In the first code, the issue lies in the line y = abs(mod(x, 2*pi));. Here's a breakdown of the problem:
- The mod(x, 2*pi) function returns the remainder when x is divided by 2*pi. This operation maps x to the interval [0, 2*pi), which means the resulting y values will be non-negative.
- The abs() function is then applied to the result of mod(x, 2*pi). However, since mod(x, 2*pi) is already non-negative, applying abs() has no effect on the values. Therefore, it is unnecessary in this case.

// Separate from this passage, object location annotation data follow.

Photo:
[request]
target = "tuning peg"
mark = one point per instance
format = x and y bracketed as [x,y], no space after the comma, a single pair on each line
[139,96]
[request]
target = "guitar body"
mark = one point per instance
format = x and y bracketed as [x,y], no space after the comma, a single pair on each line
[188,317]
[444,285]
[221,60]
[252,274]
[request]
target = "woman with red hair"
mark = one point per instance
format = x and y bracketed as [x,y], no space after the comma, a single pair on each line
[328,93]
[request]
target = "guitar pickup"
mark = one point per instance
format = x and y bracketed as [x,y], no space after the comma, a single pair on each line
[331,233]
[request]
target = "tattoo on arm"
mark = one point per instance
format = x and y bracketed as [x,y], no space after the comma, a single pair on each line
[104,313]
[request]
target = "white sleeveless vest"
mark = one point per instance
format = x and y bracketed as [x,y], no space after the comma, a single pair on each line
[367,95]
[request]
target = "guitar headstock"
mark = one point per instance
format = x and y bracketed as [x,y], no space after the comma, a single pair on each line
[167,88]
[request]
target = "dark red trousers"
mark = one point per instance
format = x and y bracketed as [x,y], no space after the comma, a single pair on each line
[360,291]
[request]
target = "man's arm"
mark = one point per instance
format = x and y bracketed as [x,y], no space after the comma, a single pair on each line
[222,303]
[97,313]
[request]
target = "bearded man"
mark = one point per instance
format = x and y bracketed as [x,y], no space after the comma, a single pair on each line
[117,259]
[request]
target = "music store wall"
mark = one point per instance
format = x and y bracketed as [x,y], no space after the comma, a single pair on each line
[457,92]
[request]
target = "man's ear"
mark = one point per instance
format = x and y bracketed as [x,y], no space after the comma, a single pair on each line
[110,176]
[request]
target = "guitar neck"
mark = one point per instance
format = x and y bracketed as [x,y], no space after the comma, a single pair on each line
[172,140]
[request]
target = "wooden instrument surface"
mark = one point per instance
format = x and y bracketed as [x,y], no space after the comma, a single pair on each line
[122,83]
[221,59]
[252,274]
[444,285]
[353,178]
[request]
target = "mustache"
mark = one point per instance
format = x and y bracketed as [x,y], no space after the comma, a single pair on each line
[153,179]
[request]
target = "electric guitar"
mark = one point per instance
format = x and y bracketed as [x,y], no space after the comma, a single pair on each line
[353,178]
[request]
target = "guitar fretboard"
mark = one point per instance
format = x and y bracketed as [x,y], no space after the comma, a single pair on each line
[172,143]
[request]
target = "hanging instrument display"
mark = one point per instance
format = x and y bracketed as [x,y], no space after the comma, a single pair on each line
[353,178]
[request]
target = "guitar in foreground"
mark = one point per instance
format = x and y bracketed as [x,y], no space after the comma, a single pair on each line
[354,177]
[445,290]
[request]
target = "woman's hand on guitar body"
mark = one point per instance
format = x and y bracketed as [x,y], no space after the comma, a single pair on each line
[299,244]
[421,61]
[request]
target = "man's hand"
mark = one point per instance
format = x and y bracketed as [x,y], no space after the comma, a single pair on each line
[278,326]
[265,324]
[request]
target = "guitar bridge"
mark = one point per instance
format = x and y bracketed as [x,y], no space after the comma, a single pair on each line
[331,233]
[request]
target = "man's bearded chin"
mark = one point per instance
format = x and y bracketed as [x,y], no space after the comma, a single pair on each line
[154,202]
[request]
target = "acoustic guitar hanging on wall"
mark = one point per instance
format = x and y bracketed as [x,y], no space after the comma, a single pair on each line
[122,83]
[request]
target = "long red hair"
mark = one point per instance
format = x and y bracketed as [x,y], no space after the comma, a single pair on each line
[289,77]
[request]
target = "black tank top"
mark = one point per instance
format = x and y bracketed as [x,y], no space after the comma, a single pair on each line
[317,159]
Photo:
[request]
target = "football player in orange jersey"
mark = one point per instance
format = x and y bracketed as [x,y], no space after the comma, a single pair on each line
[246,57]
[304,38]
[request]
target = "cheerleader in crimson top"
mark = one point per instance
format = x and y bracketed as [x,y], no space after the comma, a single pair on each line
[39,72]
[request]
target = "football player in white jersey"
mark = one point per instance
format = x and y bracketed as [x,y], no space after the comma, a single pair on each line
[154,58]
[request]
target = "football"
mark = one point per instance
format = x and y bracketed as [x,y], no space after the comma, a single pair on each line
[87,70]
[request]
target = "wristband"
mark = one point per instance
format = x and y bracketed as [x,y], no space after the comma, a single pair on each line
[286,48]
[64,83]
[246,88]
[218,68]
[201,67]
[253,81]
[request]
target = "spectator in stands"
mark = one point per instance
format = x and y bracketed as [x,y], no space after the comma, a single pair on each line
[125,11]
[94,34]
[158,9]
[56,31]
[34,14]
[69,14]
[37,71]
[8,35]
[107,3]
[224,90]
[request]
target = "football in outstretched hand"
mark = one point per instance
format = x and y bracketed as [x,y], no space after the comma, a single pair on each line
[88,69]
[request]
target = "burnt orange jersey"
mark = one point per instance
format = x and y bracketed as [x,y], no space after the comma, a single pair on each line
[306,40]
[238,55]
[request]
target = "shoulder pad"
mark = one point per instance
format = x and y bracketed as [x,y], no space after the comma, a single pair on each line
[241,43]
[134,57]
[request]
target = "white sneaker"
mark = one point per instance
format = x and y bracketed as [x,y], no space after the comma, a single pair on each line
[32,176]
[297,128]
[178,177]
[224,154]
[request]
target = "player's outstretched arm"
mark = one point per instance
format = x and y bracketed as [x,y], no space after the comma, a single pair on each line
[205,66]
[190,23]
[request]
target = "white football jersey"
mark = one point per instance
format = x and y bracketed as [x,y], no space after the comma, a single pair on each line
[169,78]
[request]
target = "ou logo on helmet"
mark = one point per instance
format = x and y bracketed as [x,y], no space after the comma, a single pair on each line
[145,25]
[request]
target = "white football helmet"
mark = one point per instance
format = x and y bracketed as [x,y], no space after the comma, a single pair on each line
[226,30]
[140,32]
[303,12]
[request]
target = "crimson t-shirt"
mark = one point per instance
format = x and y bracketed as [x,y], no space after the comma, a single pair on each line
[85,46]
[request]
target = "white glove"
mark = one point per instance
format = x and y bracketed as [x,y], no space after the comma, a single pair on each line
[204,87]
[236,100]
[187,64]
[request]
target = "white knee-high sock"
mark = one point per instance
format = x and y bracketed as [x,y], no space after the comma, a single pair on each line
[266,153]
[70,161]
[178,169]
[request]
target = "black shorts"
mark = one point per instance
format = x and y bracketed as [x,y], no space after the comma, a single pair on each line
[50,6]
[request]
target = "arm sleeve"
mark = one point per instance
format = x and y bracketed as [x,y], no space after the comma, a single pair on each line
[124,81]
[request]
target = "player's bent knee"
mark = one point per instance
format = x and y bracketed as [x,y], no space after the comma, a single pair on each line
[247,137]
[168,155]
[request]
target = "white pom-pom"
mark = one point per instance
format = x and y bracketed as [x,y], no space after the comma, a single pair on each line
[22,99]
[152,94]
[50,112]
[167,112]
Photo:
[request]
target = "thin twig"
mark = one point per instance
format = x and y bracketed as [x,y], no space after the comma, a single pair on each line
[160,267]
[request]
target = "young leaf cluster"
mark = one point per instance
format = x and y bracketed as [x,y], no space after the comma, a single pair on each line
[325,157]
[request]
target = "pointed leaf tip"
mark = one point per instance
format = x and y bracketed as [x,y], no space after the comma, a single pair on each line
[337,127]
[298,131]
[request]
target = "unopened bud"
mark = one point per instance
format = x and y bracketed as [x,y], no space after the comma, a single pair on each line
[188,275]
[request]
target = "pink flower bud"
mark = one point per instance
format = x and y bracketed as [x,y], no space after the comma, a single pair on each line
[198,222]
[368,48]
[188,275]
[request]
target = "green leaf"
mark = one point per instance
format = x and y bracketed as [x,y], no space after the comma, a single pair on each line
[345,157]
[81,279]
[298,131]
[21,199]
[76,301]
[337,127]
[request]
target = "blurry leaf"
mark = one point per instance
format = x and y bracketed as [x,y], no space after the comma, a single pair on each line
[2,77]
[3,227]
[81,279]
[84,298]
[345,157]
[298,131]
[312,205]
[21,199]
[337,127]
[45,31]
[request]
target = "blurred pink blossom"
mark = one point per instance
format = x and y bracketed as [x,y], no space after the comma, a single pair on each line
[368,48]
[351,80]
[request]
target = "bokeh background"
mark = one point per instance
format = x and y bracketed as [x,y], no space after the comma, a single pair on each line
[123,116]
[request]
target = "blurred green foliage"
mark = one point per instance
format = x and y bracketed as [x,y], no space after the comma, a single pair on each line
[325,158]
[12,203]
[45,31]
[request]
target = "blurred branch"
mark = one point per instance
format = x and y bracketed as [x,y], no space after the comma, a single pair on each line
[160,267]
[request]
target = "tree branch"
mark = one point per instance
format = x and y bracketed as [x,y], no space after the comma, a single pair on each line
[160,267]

To fix the code and achieve the desired graph, we can modify the calculation of y. Here's the corrected code with explanations:
interval_start = -4*pi; % Start of the interval
interval_end = 4*pi; % End of the interval
% Generate x-values over the defined interval
x = linspace(interval_start, interval_end, 1000);
h = 2*pi; % Width of the interval you want to map the function to
y =abs(mod(x + h/2, h) - h/2 ) % Apply the shift and mod operation
% Plot the graph
plot(x, y);
xlabel('x');
ylabel('f(x)');
title('Graph of the Function f(x) = |x|');
grid on;
% Set custom tick values and labels for x-axis
xticks([-4*pi:pi:4*pi]);
xticklabels({'-4\pi','-3\pi','-2\pi','-\pi','0','\pi','2\pi','3\pi','4\pi'});
% Set custom tick values and labels for y-axis
yticks([-pi:pi:pi]);
yticklabels({'-\pi', '0', '\pi'});
- We calculate y by adding h/2 to x to shift the values, then applying mod() with h to map them to the interval [-h/2, h/2).
- Finally, we subtract h/2 to center the function in the desired interval. This ensures that y will be in the range of [-π, π).
By making these changes, we correctly map the function to the desired interval and achieve the expected graph.